During my MSc in Behavioural Economics, I discovered that one of the biggest obstacles in the field isn’t designing experiments or understanding theory; it’s collecting meaningful data.
For my thesis, I struggled to recruit enough participants due to our institution's non-incentivised participation model and limited recruitment channels. Moreover, many participants did not complete the survey entirely, so I had to drop partial responses, further reducing my sample size. This left me with a smaller sample than what my study ideally required, and it exposed a challenge that many behavioural researchers quietly face.
Behavioural science relies heavily on primary data, often gathered directly from people through experiments, surveys, or tasks. But real human behaviour doesn’t always cooperate with research plans. People hesitate to participate without incentives, lose interest quickly, or skip questions. Even when they do participate, self-reported responses can be biased, inconsistent, or influenced by context, classic examples of human quirks that behavioural science aims to understand.

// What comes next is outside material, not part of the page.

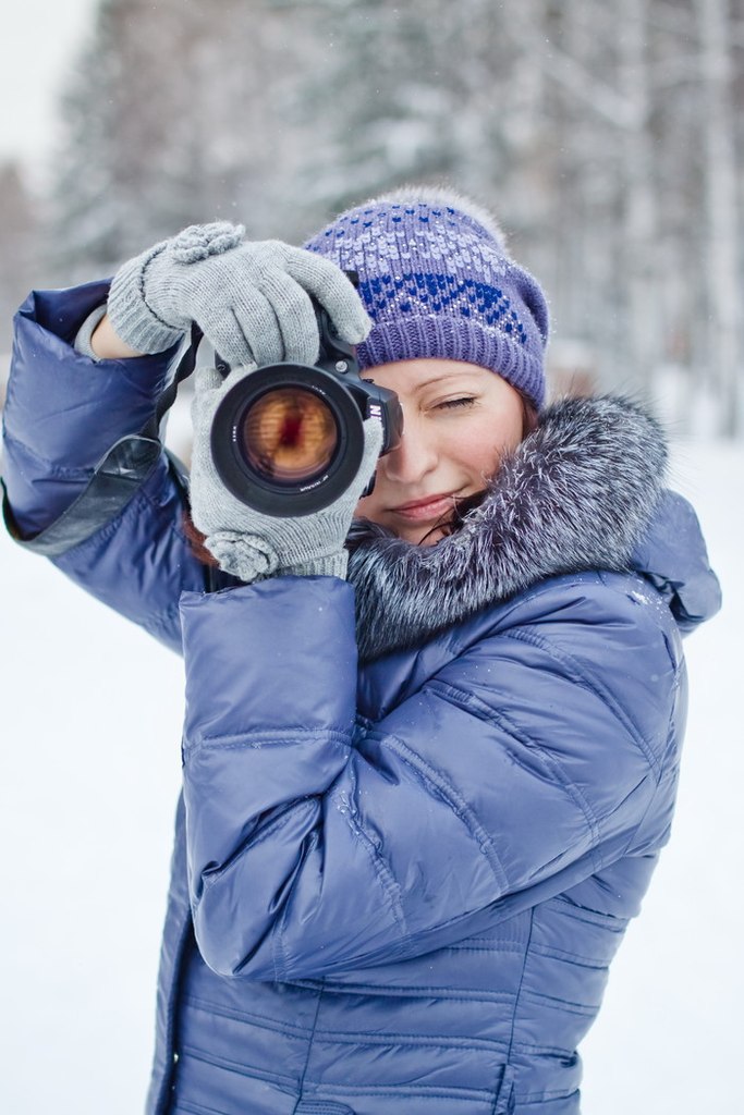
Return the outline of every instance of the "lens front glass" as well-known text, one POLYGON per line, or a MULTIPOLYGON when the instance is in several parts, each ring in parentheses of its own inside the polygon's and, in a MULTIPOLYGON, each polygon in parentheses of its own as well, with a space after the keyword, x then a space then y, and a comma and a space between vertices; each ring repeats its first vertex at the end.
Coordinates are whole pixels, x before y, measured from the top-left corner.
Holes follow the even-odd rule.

Unlike fields such as macroeconomics, where researchers can tap into large secondary datasets, behavioural studies need ethics approval, funding, proper recruitment mechanisms, and ways to keep participants engaged. Longitudinal research, essential for understanding how behaviour changes over time, becomes especially difficult without stable resources. This is why many behavioural studies end up cross-sectional, relying on quick snapshots rather than long-term insights. My experience made me realise that data collection is a fundamental bottleneck in behavioural research. If we want to study real behaviour more accurately and create long-term societal impact, the field needs more institutional support, accessible funding, and better infrastructure for participant recruitment.
Strengthening these foundations would not only help researchers but would also help behavioural science grow into an even more rigorous and representative discipline.